Jersey's government 'needs to help' with legal aid
Jersey's government needs to share the financial burden of legal aid, according to the Law Society.
The current system means lawyers are given legal aid cases on a rota for the first 15 years they practice.
The Jersey Law Society wants the States to help provide legal aid as all costs are currently absorbed by the solicitor working on the case.
Chief Minister, Senator Ian Gorst, said he would set up a working group to look into the issue of legal aid.
Neville Benbow, from the society, said lawyers were providing advice worth millions of pounds free of charge, and the States should share some of the burden.'Extraordinary burden'
"Over 100 legal aid certificates are issued every single month and that is an extraordinary burden on lawyers. We are seeing more pressures on litigation, we are seeing more pressures on the courts and on lawyers.
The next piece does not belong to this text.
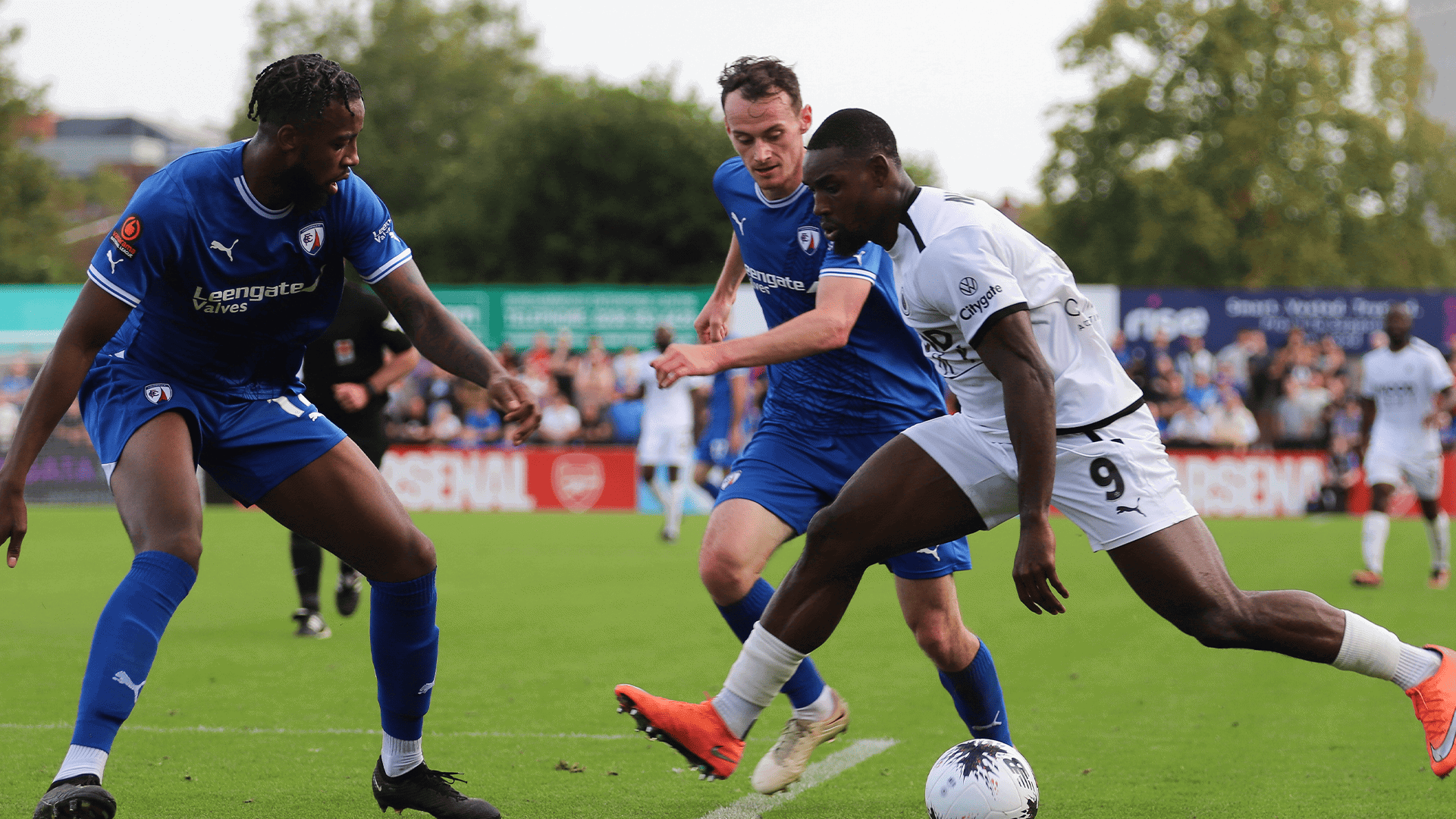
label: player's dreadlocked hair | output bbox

"It is a difficult one because the cost is significant and the cost is rising," he said.
Mr Benbow said people using Jersey's legal aid system would not always get the specialist help they needed.
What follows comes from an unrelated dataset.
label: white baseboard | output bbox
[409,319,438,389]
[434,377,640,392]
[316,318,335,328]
Advocate Carl Parslow said having a tailored rota for legal aid would save money and reassure clients.
The current system allocates cases on an ad hoc basis regardless of a lawyer's area of expertise.
He said some Jersey solicitors were being pushed to the brink of financial ruin looking after complex legal aid cases.
"It could take many hundreds of hours to deal with and if one is looking at a very small law firm that could have a detrimental affect on their bottom line as they would be working 100% on that case," he said.